De nombreuses maladies neurodégénératives, telles que la sclérose latérale amyotrophique (SLA), la maladie d’Alzheimer et la DFT, se caractérisent par l’accumulation de protéines nocives à l’intérieur des neurones. Au fil du temps, ces cellules nerveuses meurent, contribuant à la perte de mémoire et à d’autres symptômes. Bien que les scientifiques aient longtemps connu plusieurs formes de mort cellulaire, y compris l’apoptose, ces mécanismes n’ont jamais pleinement expliqué la perte neuronale extensive observée dans ces troubles.
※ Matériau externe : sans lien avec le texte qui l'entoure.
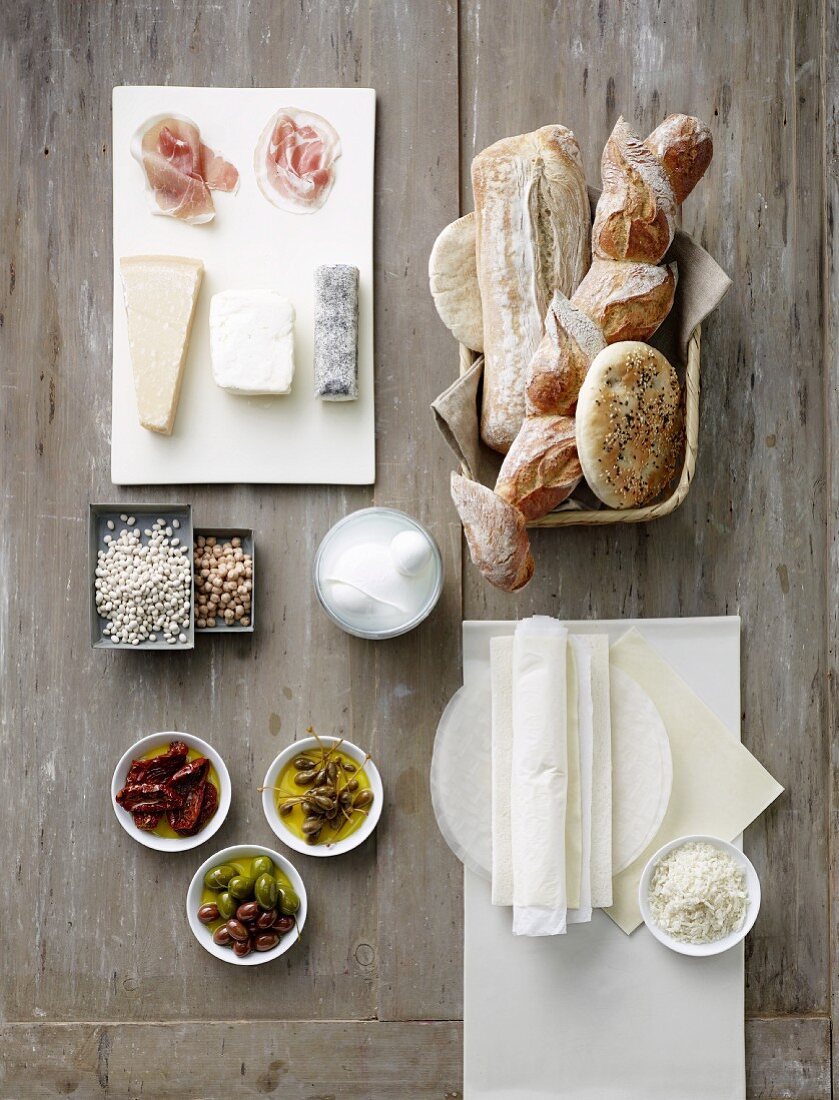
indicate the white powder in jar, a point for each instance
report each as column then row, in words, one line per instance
column 698, row 893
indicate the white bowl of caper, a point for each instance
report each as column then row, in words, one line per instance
column 322, row 795
column 246, row 904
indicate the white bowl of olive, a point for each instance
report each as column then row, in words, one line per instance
column 246, row 904
column 322, row 795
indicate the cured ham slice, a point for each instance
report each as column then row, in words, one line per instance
column 295, row 160
column 180, row 171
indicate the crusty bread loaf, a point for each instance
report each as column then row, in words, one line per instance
column 636, row 213
column 532, row 238
column 452, row 273
column 684, row 146
column 495, row 532
column 541, row 469
column 630, row 425
column 628, row 300
column 560, row 363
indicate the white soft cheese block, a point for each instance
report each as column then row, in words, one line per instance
column 161, row 294
column 252, row 341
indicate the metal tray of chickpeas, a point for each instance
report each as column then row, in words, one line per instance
column 141, row 570
column 223, row 564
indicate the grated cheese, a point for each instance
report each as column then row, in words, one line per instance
column 698, row 893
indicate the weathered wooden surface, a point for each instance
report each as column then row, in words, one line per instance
column 96, row 922
column 289, row 1060
column 788, row 1058
column 99, row 919
column 750, row 537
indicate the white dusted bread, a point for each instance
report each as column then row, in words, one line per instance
column 532, row 238
column 496, row 535
column 629, row 425
column 452, row 275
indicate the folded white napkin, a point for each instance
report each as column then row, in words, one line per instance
column 539, row 789
column 600, row 869
column 500, row 662
column 580, row 661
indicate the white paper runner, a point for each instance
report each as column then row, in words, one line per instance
column 596, row 1014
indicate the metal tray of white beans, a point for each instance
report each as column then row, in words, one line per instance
column 235, row 596
column 141, row 595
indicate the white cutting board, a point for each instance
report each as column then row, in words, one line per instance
column 596, row 1014
column 218, row 437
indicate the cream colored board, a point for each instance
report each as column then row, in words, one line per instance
column 219, row 437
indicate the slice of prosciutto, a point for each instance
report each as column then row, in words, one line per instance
column 295, row 160
column 179, row 169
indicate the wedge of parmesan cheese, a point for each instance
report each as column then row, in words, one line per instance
column 161, row 295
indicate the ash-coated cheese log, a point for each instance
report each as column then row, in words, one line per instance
column 337, row 332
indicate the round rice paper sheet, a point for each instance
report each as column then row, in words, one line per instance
column 462, row 772
column 462, row 776
column 641, row 770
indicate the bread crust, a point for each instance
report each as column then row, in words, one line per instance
column 541, row 469
column 636, row 213
column 560, row 362
column 630, row 425
column 628, row 300
column 532, row 238
column 495, row 532
column 684, row 146
column 452, row 274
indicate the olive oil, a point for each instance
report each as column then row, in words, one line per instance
column 163, row 827
column 289, row 789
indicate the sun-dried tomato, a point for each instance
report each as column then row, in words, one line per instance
column 159, row 768
column 189, row 783
column 148, row 796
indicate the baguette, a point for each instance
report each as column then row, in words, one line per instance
column 452, row 273
column 637, row 209
column 627, row 300
column 495, row 532
column 532, row 238
column 684, row 147
column 541, row 469
column 560, row 363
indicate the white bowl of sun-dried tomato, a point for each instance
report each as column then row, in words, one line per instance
column 170, row 791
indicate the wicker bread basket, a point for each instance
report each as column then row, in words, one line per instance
column 586, row 517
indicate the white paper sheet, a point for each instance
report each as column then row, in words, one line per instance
column 595, row 1014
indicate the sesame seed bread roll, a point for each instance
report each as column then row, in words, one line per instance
column 629, row 425
column 533, row 223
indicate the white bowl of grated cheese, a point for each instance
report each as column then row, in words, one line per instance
column 699, row 895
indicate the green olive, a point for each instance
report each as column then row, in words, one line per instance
column 228, row 905
column 287, row 901
column 262, row 865
column 219, row 877
column 265, row 891
column 241, row 887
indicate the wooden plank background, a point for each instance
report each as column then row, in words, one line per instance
column 97, row 952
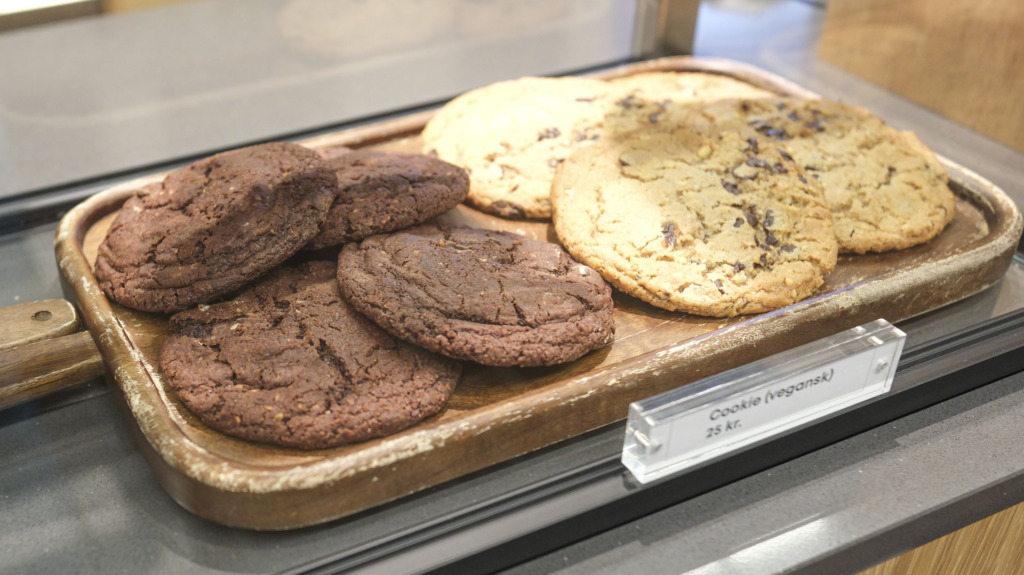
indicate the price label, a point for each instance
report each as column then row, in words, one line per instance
column 693, row 424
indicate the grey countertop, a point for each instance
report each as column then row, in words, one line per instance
column 76, row 495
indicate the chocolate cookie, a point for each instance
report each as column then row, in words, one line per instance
column 380, row 191
column 213, row 226
column 289, row 362
column 489, row 297
column 885, row 188
column 707, row 221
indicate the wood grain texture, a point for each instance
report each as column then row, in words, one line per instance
column 35, row 369
column 991, row 545
column 499, row 413
column 32, row 321
column 962, row 58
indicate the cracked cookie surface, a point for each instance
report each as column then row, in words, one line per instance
column 885, row 188
column 489, row 297
column 213, row 226
column 289, row 362
column 706, row 221
column 381, row 191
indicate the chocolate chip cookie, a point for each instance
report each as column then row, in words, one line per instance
column 707, row 221
column 489, row 297
column 289, row 362
column 381, row 191
column 885, row 188
column 511, row 135
column 213, row 226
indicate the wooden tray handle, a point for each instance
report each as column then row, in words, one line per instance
column 42, row 350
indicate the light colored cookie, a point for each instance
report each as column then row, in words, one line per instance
column 885, row 188
column 511, row 135
column 711, row 222
column 657, row 97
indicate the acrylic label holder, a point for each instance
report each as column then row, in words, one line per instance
column 688, row 426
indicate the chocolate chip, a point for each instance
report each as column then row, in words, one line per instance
column 669, row 234
column 752, row 217
column 549, row 133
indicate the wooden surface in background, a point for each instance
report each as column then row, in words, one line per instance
column 993, row 545
column 963, row 58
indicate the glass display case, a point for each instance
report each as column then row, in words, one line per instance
column 96, row 102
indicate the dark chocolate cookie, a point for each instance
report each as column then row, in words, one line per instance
column 489, row 297
column 289, row 362
column 381, row 191
column 213, row 226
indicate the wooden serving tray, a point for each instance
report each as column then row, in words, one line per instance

Des chercheurs du King’s College de Londres, en collaboration avec l’Institut de recherche sur la démence du Royaume-Uni et soutenus en partie par Alzheimer’s Research UK, ont identifié la karyoptose comme un lien potentiel manquant reliant l’accumulation de protéines toxiques à la mort des cellules cérébrales. Ce processus désigne une série de réactions chimiques déclenchées lorsque des protéines toxiques s’accumulent à l’intérieur d’une cellule, entraînant le rétrécissement progressif du noyau cellulaire avant sa rupture finale.
Les résultats, publiés dans Nature Communications, reposent sur l’analyse de 3 000 cellules cérébrales prélevées chez 28 personnes atteintes de DFT ou de la maladie d’Alzheimer à un stade avancé. Les chercheurs ont utilisé des algorithmes computationnels pour identifier différentes formes de mort cellulaire au sein des tissus. Ils ont observé des signes de karyoptose dans 35 % des cellules du cortex frontal des personnes atteintes de la maladie d’Alzheimer, contre seulement 15 % chez des adultes plus âgés en bonne santé.
Les chercheurs ont également découvert un chemin moléculaire clé qui semble contrôler la karyoptose. Ils ont constaté que le regroupement de protéines à l’intérieur des neurones, caractéristique de nombreuses maladies neurodégénératives, peut déclencher ce processus destructeur. Selon l’étude, l’accumulation de protéines toxiques déstabilise la membrane externe du noyau, provoquant son rétrécissement et sa désintégration.
Leur prochaine étape consiste à développer des moyens de cibler sélectivement l’interaction entre la kinase p38 MAP et la protéine LaminB1 chez l’homme. « En ciblant spécifiquement cette interaction, nous pourrions ralentir le processus de mort cellulaire, offrant ainsi du temps pour des thérapies plus ciblées contre des maladies neurodégénératives spécifiques », a déclaré le Dr Manolis Fanto, chercheur au King’s College.
Cette recherche ouvre la voie à de nouvelles thérapies visant à réduire la perte de cellules cérébrales dans la démence. L’identification de la karyoptose représente une avancée cruciale vers la découverte de cibles pour des traitements susceptibles de stopper ou de ralentir la perte cellulaire, élargissant ainsi la fenêtre pour des thérapies qui s’attaquent aux causes sous-jacentes de la maladie.
L’étude, intitulée « Karyoptosis mediates cell death and neurodegeneration upon proteotoxic stress », a été publiée dans Nature Communications.